Mbimba Pierre, né en 1889, travaille dans les hauts-fourneaux avant la guerre. Il s'engage comme volontaire et rejoint le 5e régiment de ligne. Il combat à Anvers puis dans l’Yser où il y est fait prisonnier. Après la guerre, il crée la section de l’Union Congolaise à Charleroi. Il meurt en 1942.
Mbondo Jacques, né le 01er janvier 1894 à Quaha ou Ouka, épouse à Bruxelles une Polonaise avant la guerre. Il s'engage et devient caporal dans le 5e corps des volontaires. Il combat ensuite au sein du 7e régiment de ligne. Il est blessé à Nieuport et transporté en Grande-Bretagne pour y être soigné. Il travaille ensuite dans une usine britannique de munitions. Il meurt à Birtley-Elisabethville en Grande-Bretagne le 28 janvier 1918.
Moke Jules, né le 25 juillet 1898 à Yongolo, s'engage dès 16 ans. Il est incorporé dans le 23e régiment de ligne où il est blessé. Il ne participe plus en tant que combattant durant le reste de la guerre. Il est ensuite rappelé dans l’armée en 1939. Il meurt à Bruxelles le 23 janvier 1943.
Mona Antoine, né en 1896 étudie à l’école des cadets de Nouvelle-Anvers à Makanza. Il s'engage comme volontaire et rejoint le 3e régiment de volontaire. Il est ensuite transféré au 6e régiment de ligne. Il combat à Anvers, dans l’Yser et à Moorslede. Il est plusieurs fois blessés. Après la guerre, il souffre de tuberculose jusqu'à sa mort en 1921.
Sangwali Pierre, né en 1890, habite à Bruxelles avant la guerre. Il s'engage en décembre 1914 et rejoint le 2e régiment de ligne. Il est ensuite déféré devant la cours martiale, chassé de l’armée puis renvoyé au Congo en 1917.
Seres Thomas, né en 1891, s'engage et rejoint le 7e régiment des volontaires. Il est ensuite transféré chez les grenadiers. Ne supportant pas les rigueurs hivernales belges, il demande à être transféré.

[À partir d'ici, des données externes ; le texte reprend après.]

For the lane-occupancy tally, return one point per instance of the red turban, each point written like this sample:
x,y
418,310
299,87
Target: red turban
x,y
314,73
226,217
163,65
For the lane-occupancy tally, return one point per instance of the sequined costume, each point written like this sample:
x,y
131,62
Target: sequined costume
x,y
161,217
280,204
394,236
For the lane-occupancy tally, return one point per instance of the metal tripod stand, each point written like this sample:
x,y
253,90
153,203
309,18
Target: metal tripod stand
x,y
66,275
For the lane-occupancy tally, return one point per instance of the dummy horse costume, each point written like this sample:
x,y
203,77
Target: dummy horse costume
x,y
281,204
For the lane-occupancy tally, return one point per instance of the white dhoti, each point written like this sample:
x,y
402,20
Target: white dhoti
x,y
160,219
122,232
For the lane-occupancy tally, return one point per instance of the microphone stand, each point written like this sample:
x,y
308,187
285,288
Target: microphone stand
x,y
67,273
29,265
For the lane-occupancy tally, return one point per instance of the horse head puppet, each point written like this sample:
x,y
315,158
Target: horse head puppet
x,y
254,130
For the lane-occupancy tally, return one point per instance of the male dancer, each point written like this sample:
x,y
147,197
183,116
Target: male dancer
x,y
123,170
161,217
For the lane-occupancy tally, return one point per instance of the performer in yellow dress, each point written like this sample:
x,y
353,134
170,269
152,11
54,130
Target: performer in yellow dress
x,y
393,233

Il quitte alors le front et travaille dans une fabrique de munitions. Il vit à Charleroi puis à Bruxelles après la guerre. Il meurt en 1925.
Sébastien Simba, né en 1895, travaille comme portier à Bruxelles puis à Namur avant la guerre. Il s'engage comme volontaire et combat à Anvers, Alost et sur l'Yser. Il s’installe à Bruxelles après la guerre.
Soumbou Pierre, né le 16 juin 1895 à Matumba, travaille comme vendeur de carabouya avant la guerre. Il s'engage comme volontaire et est incorporé dans le 1er régiment des carabiniers puis chez les lanciers et enfin dans l’artillerie. Il épouse une belge après la guerre. Il meurt en 1927.
Yoka Antoine, né le 16 mars 1892 à Equateurville, arrive à Bruxelles en 1913. Il s'engage et combat dans les rangs du 2e régiment des carabiniers. Il participe à la bataille d’Anvers et de l’Yser. Il est actif dans l’armée secrète pendant la 2e Guerre mondiale.

 

Le bilan

  • L'effort de guerre colonial

Les victoires militaires de la Force Publique congolaise permettent à la Belgique, à la France et au Royaume-Uni d'étendre leurs possessions aux territoires colonisés par l'Allemagne et conquis avec vaillance par les soldats congolais. Ainsi Kigali est conquis le 06 mai 1916, Usumbura le 06 juin 1916, Kigoma le 29 juillet 1916, Tabora en septembre 1916 et Mahenge en octobre 1917. La Force publique congolaise est la plus belle armée africaine de la Grande Guerre. Aussi paradoxal que cela puisse paraître, ces combattants sont les oubliés de cette guerre.